Using AI and Machine Learning to Overcome Position Bias within Adobe Stock Search
Co-written with Judy Massuda
It can be both a key benefit, and a substantial challenge in digital retail: the sheer volume of products that can be made available to a potential customer at any given time. In a world of seemingly never-ending choice, search relevance and ranking play an important part in highlighting the diversity of products available and, ultimately, getting customers to select something that suits their needs. Customers don’t often scroll too deep into the results or go beyond the first page to find what they are looking for. This is even more important for us at Adobe Stock, our online content marketplace of over 160 million assets, as our unique business requires us to think about relevance and ranking in a slightly different way than the typical e-commerce business.
To begin with, our business model involves offering subscriptions. These subscribing customers return often to execute the same search queries with different end goals in mind, so content that is displayed at the top of the results should not always stay the same. In addition, we sell digital and not physical goods, and customers are often doing more than just using downloaded content without making adjustments. Instead, many are hoping to find inspiration from pieces of content that they can manipulate for their final project needs. Finally, in the world of stock content, unlike in traditional retail, hot items never sell out. Uploaded and approved content is usually there for the long-haul, which makes it even more important to ensure diverse results are displayed to customers.

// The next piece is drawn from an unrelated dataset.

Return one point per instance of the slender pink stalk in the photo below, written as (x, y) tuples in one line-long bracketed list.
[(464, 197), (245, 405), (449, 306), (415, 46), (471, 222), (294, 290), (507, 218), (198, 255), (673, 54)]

While investigating the historical top results per query on Adobe Stock, we realized they had little variance. We saw that the same bestselling images always stayed on top. This lack of dynamism can hurt the experience for both sides of our marketplace. Our end-use customers need different, high quality, trending images over time. On the contributors’ side, if their newly uploaded images are not able to surface in the top results, it becomes harder for them to monetize their work.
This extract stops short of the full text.